Summit captures first-ever state title
What made Tenafly’s Public B run so special may have been the very thing that inevitably did it in.
Playing in its fifth-straight overtime game in a row it looked like the Tigers simply ran out of steam, and with 5:01 left freshman Riley Flynn scored the biggest goal in Summit hockey history off of a pass from Mike Nyitray.
“Coach has been telling me all year to hit the brakes on the rush and I hadn’t done it once but finally I decided to do it and it won us the championship,” said Nyitray, who scored Summit’s only other goal early in the second period of its 2-1 triumph on Friday at Prudential Center. “I imagine it’s kind of how winning the Stanley Cup feels, I’m speechless.”
Tenafly has been able to grind teams down all season and managed to win a bunch of close games during a year in which it won 23 games total -- most in school history -- on this night however, the puck just didn’t bounce their way.
Midway through the extra session Tenafly even had a look at a wide open net and a game winner but a bouncing puck eluded Eli Markowitz and the game remained tied at 1-1. The low score was in no way indicative of lack of chances, both Tenafly’s Jon Winawer and Summits Garret McGowan were fantastic and it’s cliché to say, but the game really could have gone either way.
“We imagined this at the beginning of the year,” said Summit coach Keith Nixon. “We set four goals, win the Cron tournament, finish with the top record in the league, win our league championship and to win Public B and we accomplished it, I couldn’t be prouder.”
It was a game between two teams that had never won a state championship before which meant history would be made no matter who the victor. For Tenafly the consolation prize of a fantastic season and coming up just short in the big game was not the one it had hoped for, certainly not an easy pill to swallow.
“Only time is going to heal it, it’s tough,” said Tenafly coach Andy Escala. “This was a great experience, I’m not going to forget it and the kids are certainly not going to forget it. The support we have gotten from the school, the town, ex-players, this team put Tenafly hockey on the map. It’s just a tough way to end.”
Keith Nixon started coaching with Summit 18 years ago as an assistant has seen plenty of ups and downs during his time on the bench and perhaps it was just his time.
Through it all he has stuck with the Hilltoppers and now has the ultimate payoff, a state championship for the shelf and the distinction of being the man who finally brought it home to Kent Place Boulevard.
“We have put our heart and soul into building this program,” said Nixon. “When I took it over there wasn’t a whole lot of success, we have knocked on the door a few times but to get over the hump and see these guys experience it, you really can’t ask for much more. It’s a really great feeling.”
“Absolutely amazing,” said Flynn of scoring such a historic goal in his first year of high school. “As soon as it went in I was looking for Mike (Nyitray) to celebrate. I’m so happy for the seniors that we could do it for them and they got to experience it, they have laid the foundation and it was important to see them get this championship.”
Nyitray was a man possessed, not to be denied on his last night wearing a Summit uniform.

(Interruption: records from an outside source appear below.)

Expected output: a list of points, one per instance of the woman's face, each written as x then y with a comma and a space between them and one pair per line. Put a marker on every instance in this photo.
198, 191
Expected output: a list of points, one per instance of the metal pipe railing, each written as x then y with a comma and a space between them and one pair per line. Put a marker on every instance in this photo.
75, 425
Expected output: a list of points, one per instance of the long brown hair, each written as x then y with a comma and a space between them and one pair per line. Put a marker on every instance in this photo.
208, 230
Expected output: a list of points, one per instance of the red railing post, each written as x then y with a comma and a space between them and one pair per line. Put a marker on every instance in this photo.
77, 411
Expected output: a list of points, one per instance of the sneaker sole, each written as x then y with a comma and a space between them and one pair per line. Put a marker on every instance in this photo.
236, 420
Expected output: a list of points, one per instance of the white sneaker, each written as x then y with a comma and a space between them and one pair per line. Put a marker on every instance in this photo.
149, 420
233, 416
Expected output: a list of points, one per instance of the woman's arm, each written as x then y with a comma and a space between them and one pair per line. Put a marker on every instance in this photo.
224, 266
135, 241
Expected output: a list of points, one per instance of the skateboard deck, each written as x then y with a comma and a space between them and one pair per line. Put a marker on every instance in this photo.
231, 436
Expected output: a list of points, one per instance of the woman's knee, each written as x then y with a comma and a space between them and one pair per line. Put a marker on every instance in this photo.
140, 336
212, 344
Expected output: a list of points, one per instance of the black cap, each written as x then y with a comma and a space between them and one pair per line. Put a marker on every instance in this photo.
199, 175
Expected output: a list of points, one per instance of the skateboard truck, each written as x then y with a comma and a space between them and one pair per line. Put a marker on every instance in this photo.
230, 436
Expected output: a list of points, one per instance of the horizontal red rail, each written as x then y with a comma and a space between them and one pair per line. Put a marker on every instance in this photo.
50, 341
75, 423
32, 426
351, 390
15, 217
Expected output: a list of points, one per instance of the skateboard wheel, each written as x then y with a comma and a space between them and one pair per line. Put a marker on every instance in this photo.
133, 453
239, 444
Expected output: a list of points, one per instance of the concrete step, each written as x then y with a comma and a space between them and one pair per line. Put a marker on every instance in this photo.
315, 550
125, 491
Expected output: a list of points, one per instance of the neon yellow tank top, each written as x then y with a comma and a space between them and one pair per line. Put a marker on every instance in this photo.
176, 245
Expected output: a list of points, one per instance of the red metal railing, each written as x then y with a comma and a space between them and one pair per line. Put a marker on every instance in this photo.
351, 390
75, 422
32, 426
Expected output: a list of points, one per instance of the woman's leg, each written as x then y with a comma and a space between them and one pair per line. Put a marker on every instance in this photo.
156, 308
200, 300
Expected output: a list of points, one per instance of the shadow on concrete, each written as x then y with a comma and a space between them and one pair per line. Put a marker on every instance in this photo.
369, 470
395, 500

The senior captain is a defensemen by trade but has helped carry the Hilltoppers’ offense all year with a team-leading 48 points and his rush and finish in the second looked like Zach Parise was streaking down left wing at the Prudential Center. Nyitray’s heady move to pull up and find Flynn for the winner was the type of play great hockey players tend to make in big spots.

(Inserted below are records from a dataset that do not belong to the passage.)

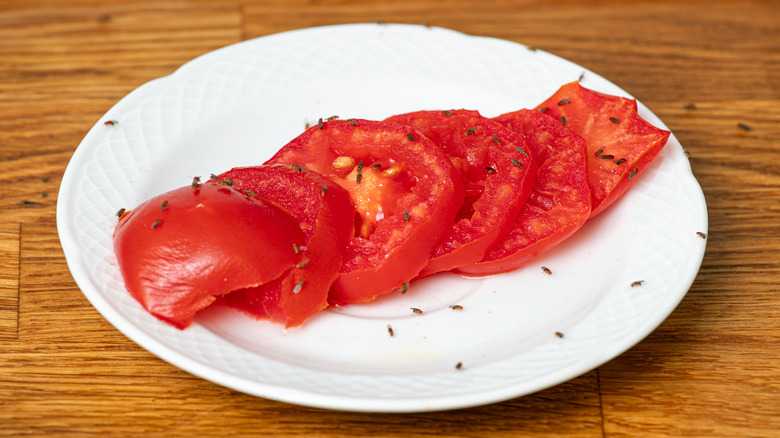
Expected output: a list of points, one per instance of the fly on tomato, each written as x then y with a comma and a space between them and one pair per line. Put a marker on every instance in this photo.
405, 190
559, 203
178, 250
498, 172
620, 143
325, 214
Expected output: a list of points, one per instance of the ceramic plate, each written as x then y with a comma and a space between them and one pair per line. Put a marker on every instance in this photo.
237, 105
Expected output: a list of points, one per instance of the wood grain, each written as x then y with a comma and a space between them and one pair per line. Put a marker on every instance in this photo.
708, 69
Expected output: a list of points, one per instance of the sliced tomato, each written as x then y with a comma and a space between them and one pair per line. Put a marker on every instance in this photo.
405, 190
498, 174
325, 213
559, 203
620, 143
178, 250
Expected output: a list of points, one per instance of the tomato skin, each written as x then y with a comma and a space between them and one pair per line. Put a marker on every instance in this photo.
179, 249
399, 246
559, 204
497, 175
610, 127
325, 213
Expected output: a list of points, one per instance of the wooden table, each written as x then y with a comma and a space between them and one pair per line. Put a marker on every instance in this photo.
710, 70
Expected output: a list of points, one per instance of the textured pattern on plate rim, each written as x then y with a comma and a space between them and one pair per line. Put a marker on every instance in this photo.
106, 168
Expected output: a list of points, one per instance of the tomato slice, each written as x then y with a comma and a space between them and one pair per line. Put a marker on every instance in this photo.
559, 203
405, 190
178, 250
325, 213
498, 174
620, 143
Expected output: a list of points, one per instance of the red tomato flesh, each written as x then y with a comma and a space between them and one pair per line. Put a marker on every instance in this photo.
559, 203
498, 174
406, 192
620, 143
325, 213
178, 250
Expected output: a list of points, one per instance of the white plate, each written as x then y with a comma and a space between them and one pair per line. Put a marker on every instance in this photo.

“Mike’s been a leader at Summit, he’s scored so many big goals for us as a defensemen I had a feeling on a big stage today that he would do something special tonight and he did,” said Nixon. “He’s like a point guard, we allow him the freedom to chose when to jump in the play because he picks his spots so well. When he takes off up the ice he draws a lot of attention and you can see what happens when he does.”
“It was extremely important to all of the seniors,” Nyitray said of going out on top. “Some of us might never play competitive hockey again after tonight, I honestly don’t know if I could have lived with it for the rest of my life knowing that we lost this game. Thank goodness.”

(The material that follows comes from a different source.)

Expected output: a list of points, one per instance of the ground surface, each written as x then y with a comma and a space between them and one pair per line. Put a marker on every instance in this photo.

On the opposite end were the somber, tear-filled faces of the losers, who wanted so badly to take home a title for their coach -- who has also seen lean times himself -- and a community that was bleeding Tiger Orange.
“Even after the game the student body was yelling to the kids, ‘we still love you.’ The outpouring of support has been unbelievable and it almost makes it harder,” said Escala choking back tears of his own. “So much goes into this and so many people care, that’s what makes it so tough. We were playing for the town and the town has embraced us so genuinely, it’s going to take awhile to shake this one off.”
It was the first of three games at the Rock Friday night but fans from both sides showed up in force to fill the arena with sound and atmosphere, a true testament to how the schools and communities feel about their respective hockey teams.
It was more fervent and fun than some of the games played by the big team on the exact same ice and the type of night you pray to be a part of. Great hockey between great programs, coaches and fan bases. Sport at its finest.